The Real ‘Kalifornia’ Got Lost in the Filmmaking Journey
As the credited screenwriter for the film “Kalifornia,” I feel compelled to answer Kenneth Turan’s question in his review as to why the picture exists, “messing up (his) otherwise nice day” (“ ‘Kalifornia’: A Violent Journey in Bad Company,” Calendar, Sept. 3).
Maybe in the process a little light might be shed on how long it can take scripts to get made, how they get changed by various production executives and actors, and how then the Writers Guild valiantly tries to decide who’s ultimately responsible for what.
Contrary to Turan’s guess, the script wasn’t written because I didn’t want to be “pigeonholed as a co-author of ‘Revenge of the Nerds’ "--I made my peace with God over that one a decade ago. Rather, it was written (with Stephen Levy back in 1987 and called “ C alifornia”) for a few other simple reasons: to scare an audience, to comment on our national obsession with “true crime” stories, and to punish myself for my morbid preoccupation with the subject of murder and murderers. What better way than to create a character who thinks he’s an expert on killers, than to plant a homicidal ex-con in the back seat of his car on an extended road trip and see how inordinately long it takes him to figure it out? In other words, the picture as originally written was meant to be black comedy.
What a screenwriter intends, though, and what winds up on the screen are often two different things.
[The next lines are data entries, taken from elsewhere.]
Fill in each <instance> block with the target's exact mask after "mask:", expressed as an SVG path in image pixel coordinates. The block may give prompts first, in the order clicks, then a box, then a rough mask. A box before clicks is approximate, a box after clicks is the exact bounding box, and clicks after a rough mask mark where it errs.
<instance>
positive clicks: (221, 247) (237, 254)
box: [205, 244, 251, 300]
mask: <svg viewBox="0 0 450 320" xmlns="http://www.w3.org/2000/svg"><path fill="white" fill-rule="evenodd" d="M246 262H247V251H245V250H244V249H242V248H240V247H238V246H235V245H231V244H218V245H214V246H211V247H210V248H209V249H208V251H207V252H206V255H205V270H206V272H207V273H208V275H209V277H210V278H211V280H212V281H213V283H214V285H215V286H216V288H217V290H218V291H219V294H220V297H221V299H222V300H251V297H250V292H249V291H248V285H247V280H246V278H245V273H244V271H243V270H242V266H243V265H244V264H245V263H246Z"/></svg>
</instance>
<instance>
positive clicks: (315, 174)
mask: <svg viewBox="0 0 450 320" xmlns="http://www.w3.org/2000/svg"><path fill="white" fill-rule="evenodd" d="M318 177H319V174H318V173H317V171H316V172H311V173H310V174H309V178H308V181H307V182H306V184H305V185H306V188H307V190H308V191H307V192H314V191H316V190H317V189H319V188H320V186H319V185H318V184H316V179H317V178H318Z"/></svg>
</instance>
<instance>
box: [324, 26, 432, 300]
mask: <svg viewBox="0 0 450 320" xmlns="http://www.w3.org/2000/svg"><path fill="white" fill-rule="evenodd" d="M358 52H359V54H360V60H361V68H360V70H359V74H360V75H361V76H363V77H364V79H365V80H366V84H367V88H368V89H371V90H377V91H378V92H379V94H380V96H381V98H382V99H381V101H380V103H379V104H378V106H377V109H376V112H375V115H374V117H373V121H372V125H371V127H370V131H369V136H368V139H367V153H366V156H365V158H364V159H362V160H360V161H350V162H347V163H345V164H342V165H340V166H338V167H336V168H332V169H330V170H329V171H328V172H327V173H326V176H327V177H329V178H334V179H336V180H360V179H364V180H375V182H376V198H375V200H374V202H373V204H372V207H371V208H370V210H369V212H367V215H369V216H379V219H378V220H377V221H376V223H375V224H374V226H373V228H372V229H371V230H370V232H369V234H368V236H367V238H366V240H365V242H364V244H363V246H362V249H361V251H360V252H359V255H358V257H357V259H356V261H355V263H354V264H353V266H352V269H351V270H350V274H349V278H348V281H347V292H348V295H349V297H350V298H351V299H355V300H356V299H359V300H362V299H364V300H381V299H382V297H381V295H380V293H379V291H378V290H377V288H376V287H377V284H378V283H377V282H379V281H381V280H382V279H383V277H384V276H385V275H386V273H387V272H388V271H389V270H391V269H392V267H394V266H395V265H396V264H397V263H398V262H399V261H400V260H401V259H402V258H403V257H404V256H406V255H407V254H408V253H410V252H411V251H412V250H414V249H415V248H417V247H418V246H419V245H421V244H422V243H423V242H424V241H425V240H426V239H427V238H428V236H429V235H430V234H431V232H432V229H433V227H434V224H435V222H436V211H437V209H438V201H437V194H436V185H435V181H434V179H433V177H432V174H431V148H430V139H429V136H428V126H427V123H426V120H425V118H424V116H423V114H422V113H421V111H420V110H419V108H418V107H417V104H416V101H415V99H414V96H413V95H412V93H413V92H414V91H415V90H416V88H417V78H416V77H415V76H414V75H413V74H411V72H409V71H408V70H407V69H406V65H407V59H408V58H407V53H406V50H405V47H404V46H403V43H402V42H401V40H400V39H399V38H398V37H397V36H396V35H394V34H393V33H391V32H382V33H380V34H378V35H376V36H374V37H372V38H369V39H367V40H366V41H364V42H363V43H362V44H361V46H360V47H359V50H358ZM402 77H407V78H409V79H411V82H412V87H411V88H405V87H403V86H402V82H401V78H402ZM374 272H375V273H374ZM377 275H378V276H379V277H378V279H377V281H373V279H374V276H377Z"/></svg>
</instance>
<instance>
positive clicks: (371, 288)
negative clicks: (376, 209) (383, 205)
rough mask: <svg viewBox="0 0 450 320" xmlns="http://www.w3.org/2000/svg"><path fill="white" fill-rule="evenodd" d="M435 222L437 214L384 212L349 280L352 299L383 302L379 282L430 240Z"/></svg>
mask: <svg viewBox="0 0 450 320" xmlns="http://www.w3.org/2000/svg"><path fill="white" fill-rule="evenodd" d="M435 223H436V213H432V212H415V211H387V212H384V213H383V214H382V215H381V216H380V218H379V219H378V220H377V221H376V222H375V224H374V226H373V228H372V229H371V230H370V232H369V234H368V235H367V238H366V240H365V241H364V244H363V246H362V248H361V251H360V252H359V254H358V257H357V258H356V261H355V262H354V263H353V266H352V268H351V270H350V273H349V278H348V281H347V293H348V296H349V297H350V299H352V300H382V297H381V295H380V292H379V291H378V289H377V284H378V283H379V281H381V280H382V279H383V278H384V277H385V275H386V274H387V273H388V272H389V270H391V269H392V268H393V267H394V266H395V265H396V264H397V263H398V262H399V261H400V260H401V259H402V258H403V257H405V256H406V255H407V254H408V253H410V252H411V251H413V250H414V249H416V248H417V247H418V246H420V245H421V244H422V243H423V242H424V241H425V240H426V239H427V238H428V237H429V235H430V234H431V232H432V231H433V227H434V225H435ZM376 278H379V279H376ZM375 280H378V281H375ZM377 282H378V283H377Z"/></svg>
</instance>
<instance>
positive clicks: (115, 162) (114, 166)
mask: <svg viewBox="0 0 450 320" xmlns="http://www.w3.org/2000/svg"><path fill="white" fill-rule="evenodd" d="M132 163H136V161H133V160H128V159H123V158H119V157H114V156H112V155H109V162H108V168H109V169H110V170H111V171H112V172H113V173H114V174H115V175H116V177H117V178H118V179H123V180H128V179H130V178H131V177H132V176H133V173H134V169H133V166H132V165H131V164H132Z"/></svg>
In the case of “Kalifornia,” a simplistic, cliched voice-over narration was written by the director and a couple of his minions after the meaning of the film proved impenetrable to test audiences. It is this narration (and another scene added by the director) that Turan quotes as so offensive. I was offended, too, and never having been a good soldier when it comes to these things, would rather not take the blame.
The choice was also made to feature bizarre violence over more subtle expressions of character and suspense, perhaps because first-time directors often feel that such grotesqueries are the surest way that critics and audiences will sit up and take notice of them.
The fact is directors good or bad must take a screenplay and somehow make it their own, or else their egos go a little haywire. Experienced writers know that’s just the way it is: They can’t command their sets, make thousands of decisions a day and fight the executives at the studio (and look over their shoulders for that disgruntled screenwriter coming at them with a butcher knife) without having an outsized auteurist ego that can’t resist making changes in other people’s scripts. It’s the reason why most writers are all so anxious to become directors themselves--and then, as many of us fantasize, we’ll no longer have to write those pesky original screenplays.
Add into the mix the usual budgetary cuts that cost films those quirky little scenes of character and texture, and finally the improvisations actors need to do in order to find their characters (for instance, perhaps 30% of Juliette Lewis’ amazing performance was there in the script, the other 70% coming from her, and to his credit, from the director who gave her the necessary freedom to create) and you have a 1987 “ C alifornia” on paper becoming a 1993 “Kalifornia” on film.
And inevitably, at the end of the line, you have a Writers Guild arbitration over the final credit.
When a production executive on a picture files for a writing credit (in this case three of them did--the director, a producer and a co-producer, working as a tag-team), there is an automatic arbitration by the guild whether the original writer protests the executives’ claim or not.
The Guild Credits Manual states in so many words that it is not enough for the executives to cut and paste scenes, whimsically rewrite dialogue, add explanatory narrations for Nintendo-addled teen-agers and to tack on nonsensical tag endings in order to receive screen credit. Instead, they must contribute at least 60% original material to the script in the form of new characters, new plot points and new structure, which a panel of three anonymous guild members ruled these executives did not do. Such decisions come from three anonymous writers who were in all likelihood predisposed to frown upon producers and directors claiming writing credits in the first place. That, and the 60% figure, might not always be fair (the procedures for credit determination are currently under review by the guild), but it’s one area in the business where writers exert some real power. We’re not likely to be giving it up any time soon.
The execs did contribute more than enough, though, for me as the writer of the picture to feel estranged from the final product. It’s not the movie I wanted to make, but I didn’t produce or direct it, so I’ve had to let it go.
I will say this about “Kalifornia”: It’s an alternately awkward and brilliant movie that’s meant to and does disturb an audience. If you like being disturbed by movies (I do, some don’t), you should ignore Turan’s pan and go see it, give it a chance.
It’s already won several international festival awards and, even more significantly, been sanctified by the great gods Siskel and Ebert with their two upturned thumbs. At least to my folks back in Ohio, I’ve finally arrived. In C alifornia.